Fonds européens - László Andor : "Donner la priorité à l'emploi" dans l'attribution des fonds européens
Les Etats misent désormais sur les fonds régionaux européens pour sortir de la crise. Nombreux sont ceux, dont la France, qui souhaitent pourtant une diminution de ces crédits à partir de 2014. N’est-ce pas paradoxal ?
László Andor : Il y a effectivement une contradiction que nous tentons actuellement de lever. Je suis convaincu qu’à l’avenir, l’Europe aura besoin d’une politique de cohésion plus forte. Tirer les leçons de la crise devrait aboutir à un renforcement de la politique régionale, et non pas à un affaiblissement de son budget. Car la crise a polarisé l’Europe. Le fossé entre les zones riches et pauvres s’est accru en termes de stabilité financière, de performance économique, d’emploi et de retombées sociales. Nous devons prendre les choses très au sérieux : la politique régionale, notamment le fonds social européen, est déterminante pour redonner du potentiel de croissance aux régions désavantagées. Les pays riches vont donc avoir tendance à couper dans le budget de la politique de cohésion, pendant que les plus pauvres vont vouloir la préserver… Il serait vraiment malheureux de cliver le débat en fonction des riches et des pauvres.
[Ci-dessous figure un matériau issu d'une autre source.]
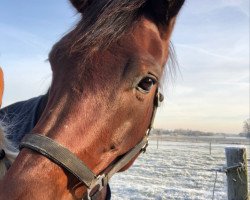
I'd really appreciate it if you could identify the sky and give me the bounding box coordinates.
[0,0,250,133]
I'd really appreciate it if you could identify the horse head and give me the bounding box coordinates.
[0,0,184,199]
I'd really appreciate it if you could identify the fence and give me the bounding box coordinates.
[111,136,249,200]
[149,136,250,200]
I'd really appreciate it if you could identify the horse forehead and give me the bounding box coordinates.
[130,19,165,64]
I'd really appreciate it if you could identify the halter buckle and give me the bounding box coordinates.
[141,138,148,153]
[87,174,106,200]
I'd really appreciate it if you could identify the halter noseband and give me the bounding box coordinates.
[19,89,164,200]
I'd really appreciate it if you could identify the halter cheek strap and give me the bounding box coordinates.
[20,90,163,200]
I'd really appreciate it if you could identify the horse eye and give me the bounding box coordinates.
[137,77,156,93]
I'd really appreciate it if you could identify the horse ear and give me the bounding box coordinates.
[148,0,185,25]
[0,67,4,107]
[70,0,92,13]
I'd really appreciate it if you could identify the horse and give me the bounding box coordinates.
[0,0,185,200]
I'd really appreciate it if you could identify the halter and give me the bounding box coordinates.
[19,89,164,200]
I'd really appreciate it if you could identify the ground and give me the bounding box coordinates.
[111,137,249,200]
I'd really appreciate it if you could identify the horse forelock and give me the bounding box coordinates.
[50,0,184,61]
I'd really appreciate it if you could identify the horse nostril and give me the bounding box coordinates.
[159,93,164,102]
[110,144,116,150]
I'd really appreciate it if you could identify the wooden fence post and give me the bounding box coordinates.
[225,147,249,200]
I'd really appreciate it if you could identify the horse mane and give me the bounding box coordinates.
[50,0,184,60]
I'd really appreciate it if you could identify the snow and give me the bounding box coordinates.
[110,141,249,200]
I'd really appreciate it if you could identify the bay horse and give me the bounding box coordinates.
[0,0,185,200]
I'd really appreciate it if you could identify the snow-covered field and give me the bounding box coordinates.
[110,141,249,200]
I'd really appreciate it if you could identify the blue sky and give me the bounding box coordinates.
[0,0,249,133]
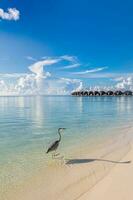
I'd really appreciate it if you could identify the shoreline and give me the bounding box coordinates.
[79,143,133,200]
[3,126,131,200]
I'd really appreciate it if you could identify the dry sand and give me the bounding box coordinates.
[3,133,133,200]
[79,144,133,200]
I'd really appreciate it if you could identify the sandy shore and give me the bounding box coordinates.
[2,131,133,200]
[79,146,133,200]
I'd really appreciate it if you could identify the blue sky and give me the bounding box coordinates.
[0,0,133,94]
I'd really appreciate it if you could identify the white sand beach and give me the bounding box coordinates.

Les pays contributeurs nets [ceux qui versent plus à l’UE qu’ils ne reçoivent, ndlr] devraient comprendre que la politique de cohésion est très importante car il existe une interdépendance forte des marchés européens. Nous sommes tous dans le même bateau et les Etats ont un intérêt commun à un développement économique équilibré.
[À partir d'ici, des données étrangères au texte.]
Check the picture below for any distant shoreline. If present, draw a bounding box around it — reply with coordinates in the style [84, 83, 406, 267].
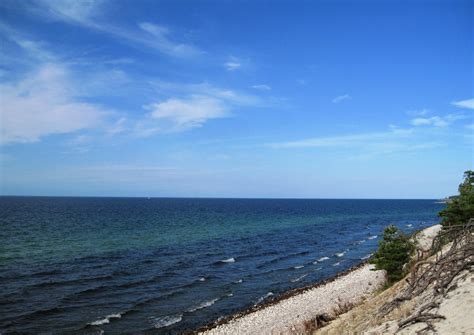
[195, 225, 439, 335]
[193, 260, 369, 334]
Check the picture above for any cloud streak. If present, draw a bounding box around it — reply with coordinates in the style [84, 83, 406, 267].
[332, 94, 352, 104]
[410, 114, 466, 128]
[36, 0, 203, 58]
[146, 96, 229, 132]
[0, 63, 108, 144]
[451, 98, 474, 109]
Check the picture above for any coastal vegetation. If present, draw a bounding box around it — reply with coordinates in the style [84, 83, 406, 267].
[370, 225, 415, 285]
[370, 170, 474, 286]
[439, 170, 474, 228]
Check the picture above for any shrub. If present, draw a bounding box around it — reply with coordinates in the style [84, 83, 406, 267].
[439, 170, 474, 227]
[370, 225, 415, 285]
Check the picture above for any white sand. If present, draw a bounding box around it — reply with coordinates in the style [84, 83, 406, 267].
[202, 265, 385, 334]
[200, 225, 441, 335]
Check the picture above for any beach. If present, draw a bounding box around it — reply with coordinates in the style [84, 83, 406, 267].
[200, 225, 441, 335]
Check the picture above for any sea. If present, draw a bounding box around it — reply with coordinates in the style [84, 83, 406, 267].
[0, 197, 445, 334]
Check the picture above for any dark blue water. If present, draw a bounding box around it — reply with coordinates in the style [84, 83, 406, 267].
[0, 197, 443, 334]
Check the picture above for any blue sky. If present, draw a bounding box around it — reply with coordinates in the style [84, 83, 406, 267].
[0, 0, 474, 198]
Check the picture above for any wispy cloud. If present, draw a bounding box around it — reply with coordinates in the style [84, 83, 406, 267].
[145, 96, 228, 132]
[139, 22, 201, 58]
[0, 64, 108, 144]
[250, 84, 272, 91]
[268, 129, 412, 148]
[410, 114, 466, 128]
[152, 80, 263, 106]
[224, 57, 242, 71]
[266, 127, 444, 159]
[133, 81, 263, 137]
[32, 0, 203, 58]
[406, 108, 431, 116]
[332, 94, 352, 104]
[451, 98, 474, 109]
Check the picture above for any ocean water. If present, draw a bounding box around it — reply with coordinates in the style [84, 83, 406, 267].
[0, 197, 444, 334]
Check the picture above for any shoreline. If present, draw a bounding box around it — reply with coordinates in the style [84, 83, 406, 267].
[195, 225, 439, 335]
[191, 259, 369, 334]
[193, 261, 385, 335]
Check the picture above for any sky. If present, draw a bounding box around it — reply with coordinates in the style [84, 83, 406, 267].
[0, 0, 474, 199]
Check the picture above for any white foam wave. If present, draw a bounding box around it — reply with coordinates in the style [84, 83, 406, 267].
[361, 254, 372, 261]
[89, 313, 122, 326]
[219, 257, 235, 263]
[291, 274, 308, 283]
[187, 298, 219, 312]
[255, 292, 273, 305]
[152, 314, 183, 328]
En janvier dernier, la Commission européenne a proposé aux Etats de réutiliser les fonds régionaux non dépensés en direction de l’emploi des jeunes et des PME. Pourquoi cette initiative intervient-elle si tard ?
La démarche arrive tard au Conseil. Mais la Commission a déjà commencé à travailler avec les Etats qui sont le plus touchés par la crise. Nous avons fait des propositions pour que la mise en oeuvre des fonds structurels reflète les nouveaux besoins des Etats. Le changement du taux de cofinancement a par ailleurs été un pas important. Il faut désormais regarder les effets potentiels de la rechute de l’économie ("second dip"), c’est pourquoi nous devons nous pencher sur la partie des fonds européens qui n’a pas encore été engagée et appeler les Etats membres à donner la priorité à l’emploi lorsqu’ils allouent les fonds.
La Grèce reçoit quantité de fonds structurels depuis trente ans, alors que la fraude est répandue et que les résultats ne sont pas au rendez-vous. L’UE a-t-elle été dans le déni politique à l’égard de ce pays?
Je ne sais pas s’il s’agit d’un déni ou d’un manque de ressources pour surveiller de près la situation. Mais nous avons détecté d’importantes faiblesses dans les capacités administratives du pays. Pour ce qui est de la corruption, ce sujet est traité par l’Office européen de la lutte contre la fraude.
Le travail mené par le groupe d’action déployé en Grèce pour accélérer l’utilisation des fonds structurels porte-t-il ses fruits ?
Nous avons d’ores et déjà constaté une amélioration : en mai dernier, la Grèce avait seulement consommé 13% de sa dotation au titre du fonds social européen. La part est presque deux fois plus importante aujourd'hui.
Beaucoup d’observateurs estiment que les pays européens n’atteindront pas leurs objectifs budgétaires en ne misant que sur l’austérité. Pensez-vous qu’il faudrait ajouter un volet de croissance au traité fiscal ?
Nous devons nous fonder sur l’accord et voir quels éléments supplémentaires sont nécessaires. Il est important de faire plus sur l’investissement et d’avoir une consolidation budgétaire plus intelligente permettant la convergence fiscale des Etats et la croissance économique. Dans les pays périphériques [Grèce, Espagne, Portugal..., ndlr], nous n’avons pas résolu le dilemme. Avant, pour résoudre le problème de la compétitivité, ces Etats avaient recours à la dévaluation de leur devise. Avec l’union monétaire, cette option est désormais exclue. Nous devons donc trouver d’autres solutions, mais ces alternatives prennent plus de temps à mettre en place. La grande question est de savoir comment gérer ce temps nécessaire aux réformes structurelles.